Petrozavodsk Winter-2018. Carnegie Mellon U Contest. A. Mines 线段树建图+强连通分量
颛孙炜
Problem A. Mines
Input file: standard input
Output file: standard output
Time limit: 10 seconds
| There are N mines on the number line. Mine i is at position pi and has an explosion radius ri. It initially | |
| costs ci to detonate. If mine i is detonated, an explosion occurs on interval [pi - ri; pi + ri] and all mines | |
| in that interval (inclusive of the endpoints) are detonated for free, setting off a chain reaction.
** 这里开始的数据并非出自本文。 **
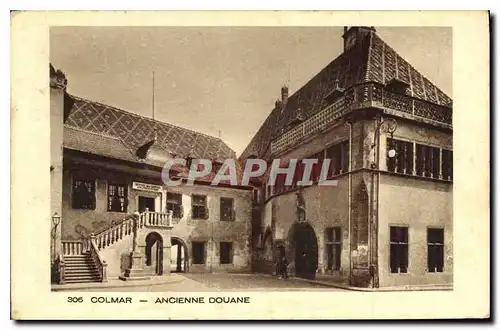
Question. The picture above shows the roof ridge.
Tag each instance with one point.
(144, 117)
(101, 135)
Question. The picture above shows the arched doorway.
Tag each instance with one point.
(178, 256)
(304, 245)
(154, 253)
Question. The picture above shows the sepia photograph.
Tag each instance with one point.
(200, 165)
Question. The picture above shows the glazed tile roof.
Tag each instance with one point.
(134, 131)
(371, 60)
You need | |
| to process Q operations of the form (m; c): Change the cost of detonating mine m to c. Output the | |
| minimum cost required to detonate all mines after each change. Note that each change is permanent. |
| Input |
| The first line contains integers N and Q (1 ≤ N; Q ≤ 200 000). The next N lines contain information on the mines. The i-th of these lines contains integers pi, ri and ci (1 ≤ pi; ri; ci ≤ 109). The next Q lines each contains space separated integers m and c (1 ≤ m ≤ N, 1 ≤ c ≤ 109). |
Output
Output Q lines. The i-th line should contain the minimum cost required to detonate all mines after the
i-th operation
Example
| standard input | standard output |
| 4 2 1 1 1 6 3 10 8 2 5 10 2 3 1 1 4 11 | 4 6 |
n个矿井分布在一维坐标轴上,分别有不同的爆炸半径和爆炸成本。花费Ci引爆其中一个会引起连锁反应,现在Q次操作,每次改变一个矿井的花费,要求对于每次操作输出最少花费多少引爆所有矿井。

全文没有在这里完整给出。